Current mood:  blessed
I'm an insomiac. Always have been, according to my mother. I know I didn't sleep when I was a little kid, still don't really. Most of it I think is just genetic. My dad didn't sleep either. But, as far back as I can remember, I have been afraid of dying in my sleep, or that somone else close to me would die while I slept. How many 7 year olds think like that, really? As I got older, that notion never really went away, and when I got sick, it got worse. The medication made my anxiety kick up and I started having panic attacks at night, terrified that I would die before I woke up. When I got married, I started worrying that my husband would die next to me in bed while I slept. I would get absolutly hysterical when it came time to go to sleep. Then one night something really strange happened. I was having one of my very typical dreams about being lost inside a hospital and taking the elevator (I've always had a thing about elevators, I HATE dangling). When the cable broke in my dream, I felt the elevator floor tip and fall. I remember it hitting the ground. And then I was awake. I could still remember hitting the ground and I couldn't remember sitting up in bed, but I was. I felt so strange. I thought I was dead. The room seemed lighter, I walked around the apartment, I couldn't feel my feet touch the ground. I pressed my hand over my heart and could not feel it beating. I couldn't tell if I was breathing. My head was very very clear. I didn't feel afraid or paniced. In truth, it felt wonderful. A floaty calm sort of feeling. Since then, I have not had a single panic attack while going to bed. In fact, since then, I can honestly say that I am not afraid to die. In a way, I already have and it really wasn't that bad. That's not to say that I'm looking forward to it, but it wouldn't be the end of the world either.
December 12, 2007 - Wednesday 

Current mood:  confident
First of all, I would like to state right at the onset that I do not belive in the Devil.
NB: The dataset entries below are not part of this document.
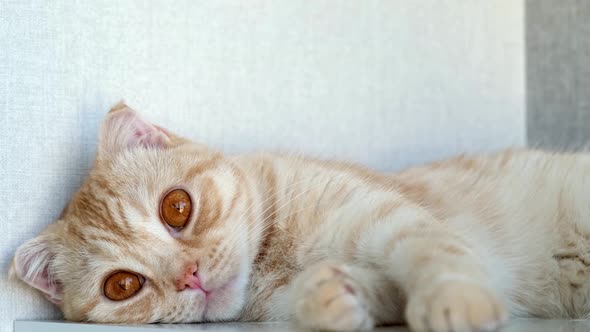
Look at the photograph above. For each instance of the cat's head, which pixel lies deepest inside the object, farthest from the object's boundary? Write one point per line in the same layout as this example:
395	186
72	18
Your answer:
161	231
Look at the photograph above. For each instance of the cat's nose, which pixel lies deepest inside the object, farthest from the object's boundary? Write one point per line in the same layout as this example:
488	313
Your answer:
188	278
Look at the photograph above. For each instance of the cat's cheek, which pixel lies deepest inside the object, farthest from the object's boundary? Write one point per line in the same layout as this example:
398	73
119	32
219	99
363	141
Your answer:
226	302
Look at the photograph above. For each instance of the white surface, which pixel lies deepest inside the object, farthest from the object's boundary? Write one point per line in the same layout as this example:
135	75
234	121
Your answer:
386	83
528	325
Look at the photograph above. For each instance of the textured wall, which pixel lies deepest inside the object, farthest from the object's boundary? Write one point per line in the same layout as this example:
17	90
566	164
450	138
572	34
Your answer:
558	73
386	83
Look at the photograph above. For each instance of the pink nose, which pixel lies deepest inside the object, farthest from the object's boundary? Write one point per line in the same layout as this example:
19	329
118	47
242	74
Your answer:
188	278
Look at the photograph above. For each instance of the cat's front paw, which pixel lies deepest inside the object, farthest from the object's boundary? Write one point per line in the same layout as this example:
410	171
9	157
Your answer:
327	298
455	306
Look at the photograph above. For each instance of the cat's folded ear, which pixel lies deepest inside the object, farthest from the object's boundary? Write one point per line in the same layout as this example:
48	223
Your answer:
33	263
123	128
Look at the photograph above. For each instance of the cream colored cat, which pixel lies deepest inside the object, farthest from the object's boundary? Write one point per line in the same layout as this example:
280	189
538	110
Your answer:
166	230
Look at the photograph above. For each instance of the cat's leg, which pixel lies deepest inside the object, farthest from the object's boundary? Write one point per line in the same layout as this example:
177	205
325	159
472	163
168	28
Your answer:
342	297
444	280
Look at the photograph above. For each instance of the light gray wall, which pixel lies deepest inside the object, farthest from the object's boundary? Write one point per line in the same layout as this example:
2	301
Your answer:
558	73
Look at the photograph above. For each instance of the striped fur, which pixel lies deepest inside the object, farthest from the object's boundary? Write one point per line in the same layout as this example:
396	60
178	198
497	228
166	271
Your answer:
453	246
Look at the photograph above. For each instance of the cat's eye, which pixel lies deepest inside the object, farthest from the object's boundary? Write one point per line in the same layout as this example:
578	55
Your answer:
175	208
122	285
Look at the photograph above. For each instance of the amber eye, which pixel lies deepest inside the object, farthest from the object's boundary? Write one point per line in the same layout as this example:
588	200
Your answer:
122	285
176	208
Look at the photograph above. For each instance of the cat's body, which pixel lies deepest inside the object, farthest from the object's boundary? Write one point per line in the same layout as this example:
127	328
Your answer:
448	247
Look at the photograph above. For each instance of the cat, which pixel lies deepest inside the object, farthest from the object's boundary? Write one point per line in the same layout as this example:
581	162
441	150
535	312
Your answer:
167	230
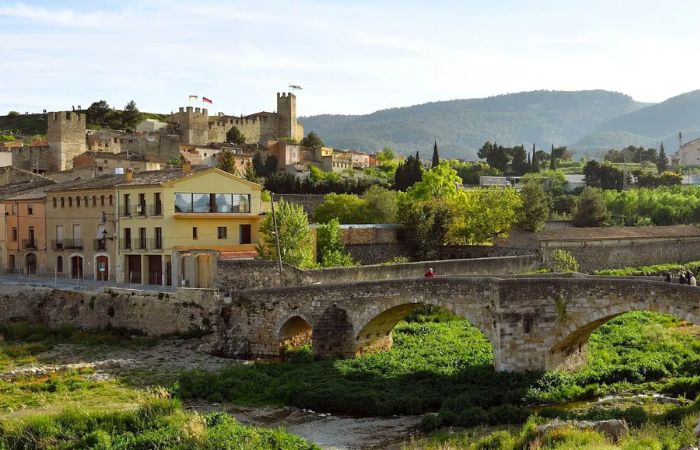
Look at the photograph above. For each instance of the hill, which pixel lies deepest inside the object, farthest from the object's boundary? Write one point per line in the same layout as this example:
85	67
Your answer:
462	126
34	124
651	125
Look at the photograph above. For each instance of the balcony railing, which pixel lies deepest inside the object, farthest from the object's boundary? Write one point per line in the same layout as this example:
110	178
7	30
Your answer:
100	244
29	244
73	244
142	210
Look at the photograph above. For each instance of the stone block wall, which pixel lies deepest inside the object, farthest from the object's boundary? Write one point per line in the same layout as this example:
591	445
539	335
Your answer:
237	275
149	313
621	254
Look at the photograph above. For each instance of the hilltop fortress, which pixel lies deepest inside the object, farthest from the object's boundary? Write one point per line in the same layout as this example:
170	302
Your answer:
68	136
195	127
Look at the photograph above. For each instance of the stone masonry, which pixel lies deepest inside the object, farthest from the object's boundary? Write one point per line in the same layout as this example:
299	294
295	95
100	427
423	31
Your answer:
536	323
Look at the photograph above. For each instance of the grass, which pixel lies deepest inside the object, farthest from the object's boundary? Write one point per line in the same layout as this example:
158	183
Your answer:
656	269
158	423
442	364
71	409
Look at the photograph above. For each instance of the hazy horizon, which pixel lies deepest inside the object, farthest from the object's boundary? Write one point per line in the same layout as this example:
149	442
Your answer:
350	59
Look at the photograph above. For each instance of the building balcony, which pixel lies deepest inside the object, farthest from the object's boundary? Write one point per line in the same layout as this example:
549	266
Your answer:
73	244
142	210
100	244
29	244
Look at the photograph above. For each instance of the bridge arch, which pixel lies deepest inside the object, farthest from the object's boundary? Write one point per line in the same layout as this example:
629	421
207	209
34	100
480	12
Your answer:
294	332
373	327
568	348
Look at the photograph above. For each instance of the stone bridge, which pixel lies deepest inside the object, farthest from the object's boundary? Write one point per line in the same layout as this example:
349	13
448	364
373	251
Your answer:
533	323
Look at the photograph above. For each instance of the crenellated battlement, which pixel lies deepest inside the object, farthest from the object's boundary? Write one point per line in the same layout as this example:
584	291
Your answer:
67	115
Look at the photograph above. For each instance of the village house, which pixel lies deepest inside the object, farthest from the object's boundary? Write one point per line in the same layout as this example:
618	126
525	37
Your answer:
172	222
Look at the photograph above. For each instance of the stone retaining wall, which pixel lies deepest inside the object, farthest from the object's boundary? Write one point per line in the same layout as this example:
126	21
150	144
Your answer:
240	275
149	313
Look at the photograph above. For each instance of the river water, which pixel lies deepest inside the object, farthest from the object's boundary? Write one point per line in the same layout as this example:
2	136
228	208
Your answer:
328	431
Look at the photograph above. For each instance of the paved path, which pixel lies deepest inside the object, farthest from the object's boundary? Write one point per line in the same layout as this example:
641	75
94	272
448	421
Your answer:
81	285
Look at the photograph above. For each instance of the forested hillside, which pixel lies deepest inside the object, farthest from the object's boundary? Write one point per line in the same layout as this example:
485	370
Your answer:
462	126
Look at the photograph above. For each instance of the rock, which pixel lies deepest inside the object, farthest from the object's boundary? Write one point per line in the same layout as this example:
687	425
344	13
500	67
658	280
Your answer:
615	429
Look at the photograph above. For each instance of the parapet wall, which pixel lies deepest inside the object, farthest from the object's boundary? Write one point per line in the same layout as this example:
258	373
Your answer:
630	253
149	313
240	275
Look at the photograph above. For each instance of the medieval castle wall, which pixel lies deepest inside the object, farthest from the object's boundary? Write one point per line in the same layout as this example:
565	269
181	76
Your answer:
66	138
194	128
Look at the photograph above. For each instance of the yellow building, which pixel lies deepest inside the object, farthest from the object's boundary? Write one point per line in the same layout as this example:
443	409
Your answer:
81	228
172	222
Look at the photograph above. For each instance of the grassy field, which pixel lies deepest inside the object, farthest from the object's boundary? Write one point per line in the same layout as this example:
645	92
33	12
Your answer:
439	364
74	409
446	366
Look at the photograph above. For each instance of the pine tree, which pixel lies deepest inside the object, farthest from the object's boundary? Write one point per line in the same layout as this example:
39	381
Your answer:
227	162
552	160
662	160
436	157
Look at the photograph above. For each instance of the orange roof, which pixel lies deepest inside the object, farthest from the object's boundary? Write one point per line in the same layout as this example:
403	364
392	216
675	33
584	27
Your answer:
239	255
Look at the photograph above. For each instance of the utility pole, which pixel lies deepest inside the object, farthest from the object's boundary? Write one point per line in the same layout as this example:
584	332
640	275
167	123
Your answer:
277	236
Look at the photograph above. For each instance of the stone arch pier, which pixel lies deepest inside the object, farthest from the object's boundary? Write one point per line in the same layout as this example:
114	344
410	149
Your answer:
534	323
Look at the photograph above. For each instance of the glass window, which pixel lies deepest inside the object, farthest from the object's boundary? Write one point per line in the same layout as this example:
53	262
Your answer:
183	202
200	203
223	203
241	203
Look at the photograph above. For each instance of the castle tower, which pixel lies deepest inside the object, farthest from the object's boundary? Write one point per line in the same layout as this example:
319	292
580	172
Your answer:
66	138
287	117
192	124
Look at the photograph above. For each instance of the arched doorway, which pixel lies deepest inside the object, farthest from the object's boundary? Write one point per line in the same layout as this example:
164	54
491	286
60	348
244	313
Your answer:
76	267
294	334
31	264
102	268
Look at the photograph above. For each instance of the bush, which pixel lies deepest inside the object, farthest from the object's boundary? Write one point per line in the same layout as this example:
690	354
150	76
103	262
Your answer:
563	261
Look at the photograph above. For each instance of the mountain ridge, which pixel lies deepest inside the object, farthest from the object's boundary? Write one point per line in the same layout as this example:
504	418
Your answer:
584	120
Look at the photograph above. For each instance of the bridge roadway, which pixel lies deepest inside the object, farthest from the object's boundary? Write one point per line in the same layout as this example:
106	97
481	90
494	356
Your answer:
533	322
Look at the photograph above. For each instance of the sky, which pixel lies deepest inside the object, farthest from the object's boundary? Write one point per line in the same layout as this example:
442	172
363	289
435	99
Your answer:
350	56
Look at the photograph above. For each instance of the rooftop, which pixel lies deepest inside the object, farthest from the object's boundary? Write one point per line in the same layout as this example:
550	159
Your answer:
606	233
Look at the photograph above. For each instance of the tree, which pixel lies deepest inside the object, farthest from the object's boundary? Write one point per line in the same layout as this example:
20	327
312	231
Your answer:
227	162
235	136
662	160
380	205
259	165
330	249
295	239
408	173
270	165
347	208
96	113
312	140
591	210
436	156
131	116
535	206
552	160
519	164
386	156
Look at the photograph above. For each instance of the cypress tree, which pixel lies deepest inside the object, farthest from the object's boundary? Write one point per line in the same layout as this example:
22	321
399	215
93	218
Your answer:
436	157
552	163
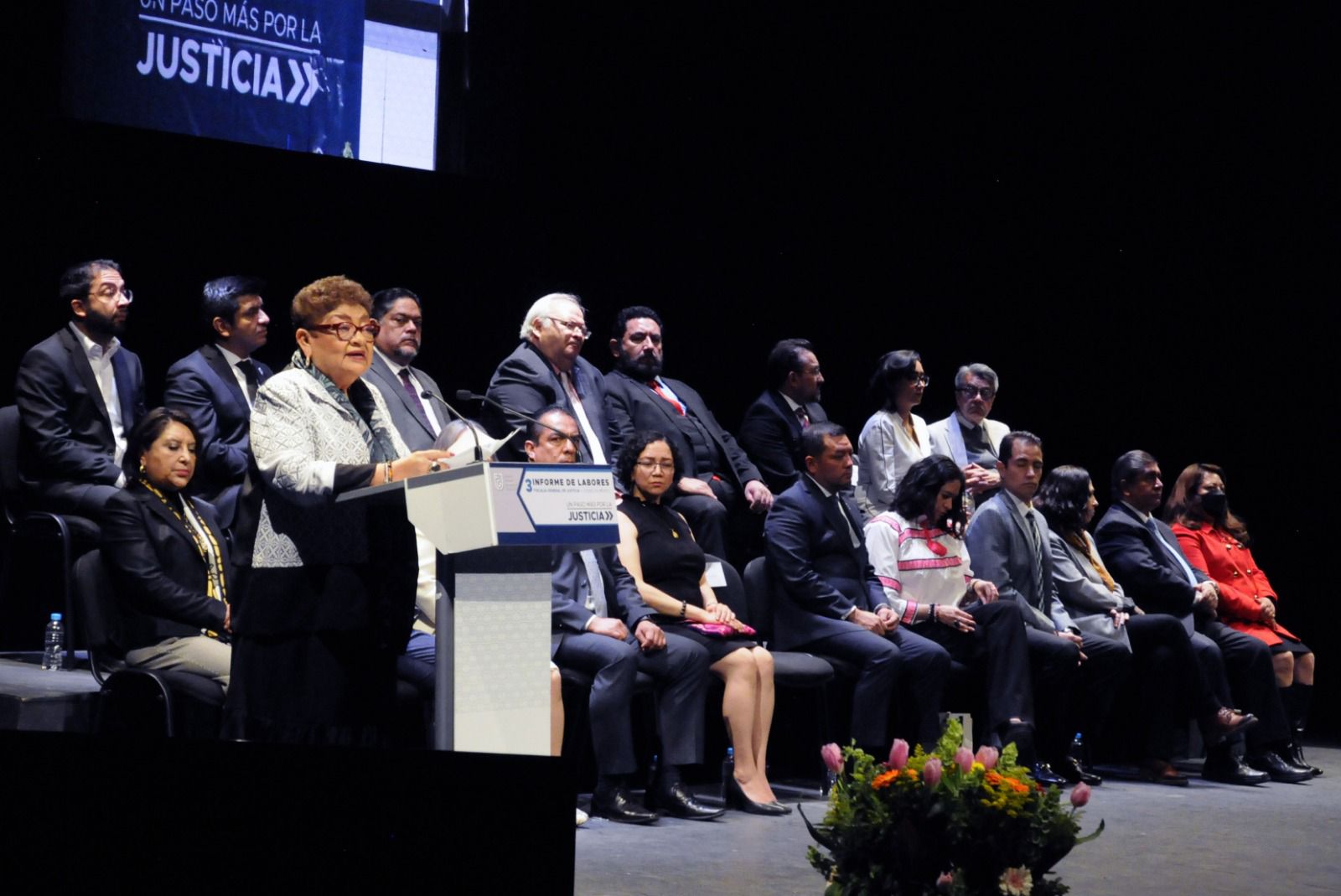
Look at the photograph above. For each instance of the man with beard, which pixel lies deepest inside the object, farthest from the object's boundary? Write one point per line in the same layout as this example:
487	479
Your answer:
80	392
717	479
771	431
417	419
216	386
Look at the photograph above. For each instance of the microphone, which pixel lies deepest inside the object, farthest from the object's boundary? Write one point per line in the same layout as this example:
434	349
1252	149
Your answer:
479	453
466	395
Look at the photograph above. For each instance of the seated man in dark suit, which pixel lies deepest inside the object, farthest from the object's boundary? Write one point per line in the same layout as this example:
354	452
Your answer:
603	627
1144	556
216	384
831	603
719	480
80	392
419	419
771	429
1007	540
547	369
It just makes no sense for this being of absolute evil who sits in the basement or hides under the bed plotting away at making people act like monsters. It's just stupid.
Religion invented the concept of absolute evil. No human being could possibly contain such a spirit of malevolence and hate, but we pretend that some fallen "angel" does. I think that people use this entity as an excuse, a easy way to explain away the horrible things people do to each other. And I'm not just talking about the big things. All our petty little thoughts, our snide little acts of daily spite. And people say all the time "the devil is real, and saying that he isn't just means that he won." People want to belive in a devil rather than take responsibility for all the tiny little evils in their lives. If some dark creature possess a man and makes him kill his family then there you are! The devil made him do it. Forget that human beings are just as evil and wicked as any imaginary hobgoblin. Real evil and cruelty lies in the hearts and minds of human beings and blaming it on some archiac personification of evil doesn't change that fact. It's people that do these things, all on their little own. No one to blame. No scapegoat. Just you and me.
December 1, 2007 - Saturday 

Current mood:  blah
Let's get one thing straight from the onset. Christians stole Christmas from us, of course we call it Yule, but it's the same damned thing. On December 25 they celebrate the birth of the son of God. On December 21 we celebrate the birth of the Sun God. Pretty similar, huh? The tree? That's our's too. By the way, I love it when Christians sing "Oh, Tannenbaum". It does NOT mean Christmas tree. It means sacred tree, thank you very much. Holly and Ivy, we got that one. Even the colors on Santa Claus, although for us they mean something very different.

I'm not trying to be antagonistic. But you have to understand, for a faith that has been pushed into the fringes, it's kind of agrivating to see the great hulking majority take the credit for what are really our rituals and celebrations.

I think the first time I realized I had kind of out grown Christmas was when my brother had to literally drag me out of bed to open presents. That's a weird day for a kid, when Santa can wait, it's time for sleep.